Summary
Geiger and Ribes cover the case of using automated tools or “bots” in order to prevent vandalism on the popular online and user-generated encyclopedia “Wikipedia.” The authors detail how editors use popular distributed cognition coordination services such as “Huggle,” and argue that these coordination applications affect the creation and maintenance of wikipedia as much as the traditional social roles of editors. The team of human and AI work together to fight vandalism in the form of rogue edits. They cover how bots assisted essentially 0% of edits in 2006 to 12% in 2009, while editors use even more bot assistance. They then deep dive into how the editors came to ban a single vandal that committed 20 false edits to Wikipedia in an hour, which they term a “trace ethnography.”
Personal Reflection
This work was eye-opening in seeing exactly how Wikipedia editors leverage bots and other distributed cognition to maintain order in Wikipedia. Furthermore, after reading this, I am much more confident in the accuracy of articles contained on the website (possibly to the chagrin of teachers everywhere). I was surprised how easily attack edits were repelled by the Wikipedia editors, considering that hostile bot networks could be deployed against Wikipedia as well.
I also generally enjoyed the analogy of how managing Wikipedia is like navigating a naval vessel in that both leverage significant amounts of distributed cognition in order to succeed. Showing how many roles are needed in order to understand various jobs and collaborate between people was quite effective.
Lastly, their focus (trace ethnography) on a single vandal was an effective way of portraying what is essentially daily life for these maintainers. I was somewhat surprised that only four people were involved before banning a user; I had figured that each vandal took much longer to identify and remedy.
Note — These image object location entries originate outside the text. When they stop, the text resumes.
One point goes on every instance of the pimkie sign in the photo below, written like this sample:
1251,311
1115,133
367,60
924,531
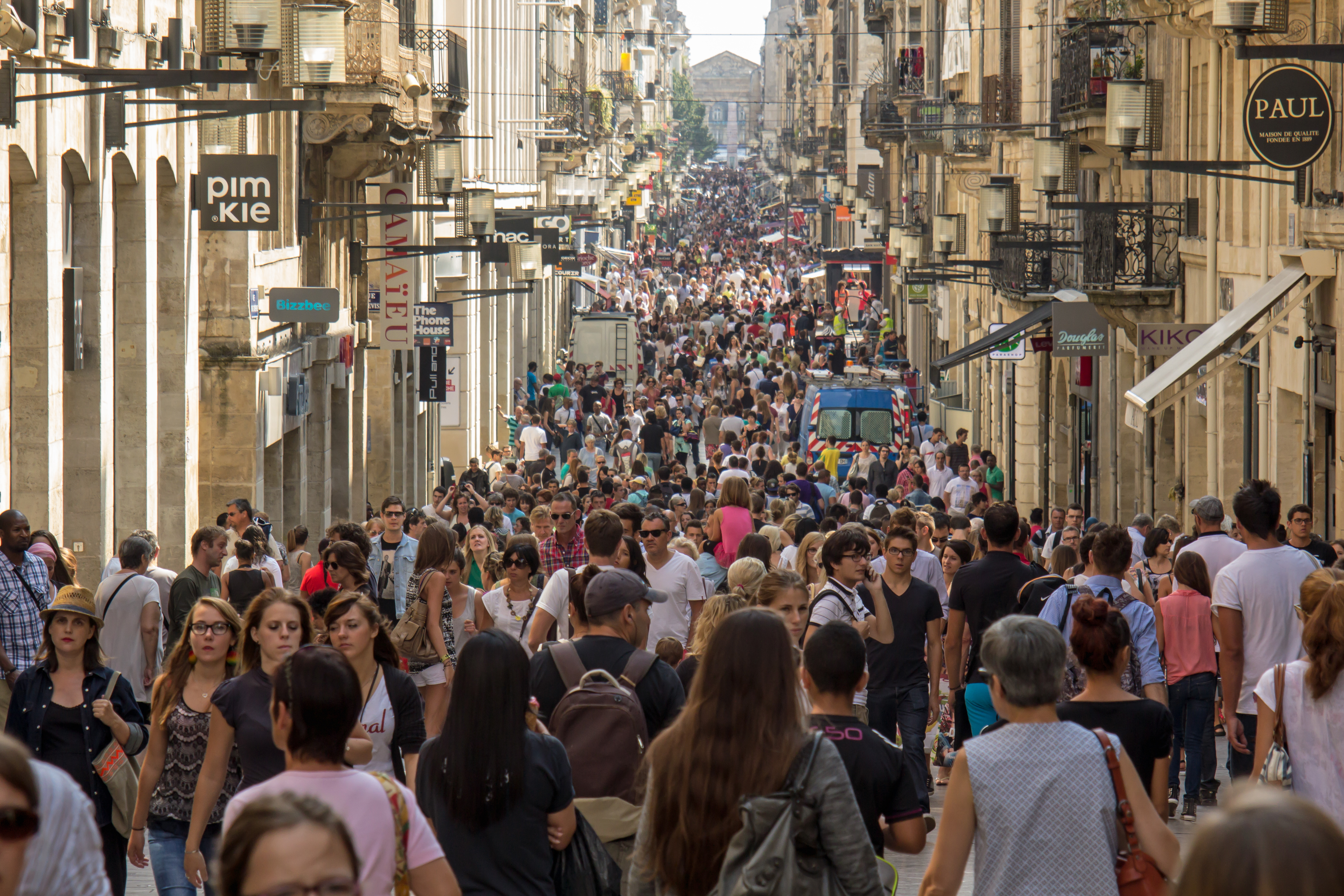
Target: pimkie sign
1290,117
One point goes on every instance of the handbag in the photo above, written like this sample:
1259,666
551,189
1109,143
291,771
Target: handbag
1279,765
1136,872
410,636
120,774
779,850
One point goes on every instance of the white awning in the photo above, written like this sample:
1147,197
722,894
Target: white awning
1318,264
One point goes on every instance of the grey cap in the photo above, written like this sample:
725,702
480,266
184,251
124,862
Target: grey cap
1207,508
612,590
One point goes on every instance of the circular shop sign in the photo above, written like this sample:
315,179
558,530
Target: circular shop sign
1290,117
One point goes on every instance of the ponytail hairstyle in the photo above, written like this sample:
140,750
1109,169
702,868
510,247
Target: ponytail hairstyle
1098,635
1323,629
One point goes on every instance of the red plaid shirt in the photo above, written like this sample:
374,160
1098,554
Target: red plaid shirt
557,557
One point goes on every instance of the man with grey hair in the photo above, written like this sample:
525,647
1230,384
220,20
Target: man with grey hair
1139,530
1212,539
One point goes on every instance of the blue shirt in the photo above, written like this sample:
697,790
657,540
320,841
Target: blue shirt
1143,625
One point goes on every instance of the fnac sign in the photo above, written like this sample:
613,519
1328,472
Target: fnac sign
239,193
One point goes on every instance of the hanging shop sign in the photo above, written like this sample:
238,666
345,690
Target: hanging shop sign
239,193
1011,350
1167,339
304,304
1290,117
1080,331
433,324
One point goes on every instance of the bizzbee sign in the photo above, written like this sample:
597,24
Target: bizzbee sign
239,193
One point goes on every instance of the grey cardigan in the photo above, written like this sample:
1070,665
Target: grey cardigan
843,834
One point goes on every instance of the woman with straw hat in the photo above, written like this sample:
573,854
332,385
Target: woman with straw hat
71,707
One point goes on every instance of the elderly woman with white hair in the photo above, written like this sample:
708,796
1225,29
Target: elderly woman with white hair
1038,797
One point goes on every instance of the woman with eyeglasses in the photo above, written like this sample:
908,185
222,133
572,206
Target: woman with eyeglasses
65,714
390,707
347,568
276,625
179,730
315,704
514,602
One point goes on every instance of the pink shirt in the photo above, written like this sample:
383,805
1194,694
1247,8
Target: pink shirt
362,804
1189,635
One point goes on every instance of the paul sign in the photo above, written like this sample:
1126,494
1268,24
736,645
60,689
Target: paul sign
1290,117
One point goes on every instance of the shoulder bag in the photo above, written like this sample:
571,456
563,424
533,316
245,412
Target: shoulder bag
1279,766
1136,872
119,773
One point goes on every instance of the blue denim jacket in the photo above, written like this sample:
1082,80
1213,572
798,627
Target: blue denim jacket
29,706
404,563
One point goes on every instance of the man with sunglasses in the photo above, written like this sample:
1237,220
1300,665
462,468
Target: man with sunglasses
675,574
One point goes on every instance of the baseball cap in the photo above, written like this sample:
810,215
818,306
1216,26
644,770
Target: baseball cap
612,590
1207,508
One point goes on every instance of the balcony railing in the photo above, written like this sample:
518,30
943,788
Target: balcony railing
1090,56
621,84
1132,248
908,73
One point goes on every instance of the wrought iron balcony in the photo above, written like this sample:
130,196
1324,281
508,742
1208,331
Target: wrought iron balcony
908,74
1090,56
1132,248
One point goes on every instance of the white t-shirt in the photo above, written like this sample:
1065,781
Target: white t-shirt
1264,586
380,725
682,579
120,636
1315,731
533,438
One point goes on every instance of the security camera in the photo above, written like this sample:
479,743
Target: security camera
14,33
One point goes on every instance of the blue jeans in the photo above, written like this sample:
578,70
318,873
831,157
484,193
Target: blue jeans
906,709
1193,704
980,709
167,851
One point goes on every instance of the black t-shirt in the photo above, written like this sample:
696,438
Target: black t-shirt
591,394
987,592
659,691
651,435
1144,729
902,663
514,855
878,774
How the process proceeded, where the vandal got repeated warnings before a (temporary) ban occurred, and how the bots and humans worked together in order to come to this conclusion, was a fascinating process that I hadn’t seen written in a paper before.
Questions
- One bot that this article didn’t look into is a twitter bot that tracked all changes on Wikipedia made by IP addresses used by congressional members (@CongressEdits). Its audience is not specifically intended to be the editors of Wikipedia, but how might this help them? How does this bot help the general public? (It has since been banned in 2018) How might a tool like this be abused?
- How might a trace ethnography be used in other applications for HCI? Does this approach make sense for domains other than global editors?
- How can Huggle (or the other tools) be changed in order to tackle a different application, such as version control? Would it be better than current tools?
- Is there a way to exploit this system for vandals? That is, are there any weaknesses to human/bot collaboration in this case?
Hi, LLisle.
Your reflection is interesting because I thought exactly the opposite.
I thought 4 people being involved to ban a user was too many.
Considering that Wikipedia runs purely on enthusiastic volunteers, the fact that 4 unrelated people were able to get together to produce a result (that is, ban a user) seemed almost like a miracle.
The fact that the whole process only took 15 minutes makes it all the more so.
It’s sometimes very hard to even come up with a project proposal in a month with a team of uninterested individuals.
Regarding your question 4, I can think of a case where vandals themselves use the bots to do no good. They may purposely undo a fix that other vandal fighters made using the bots or leave harmful edits be without reporting. This seems possible since I did not read in the paper any special requirements for using the bots.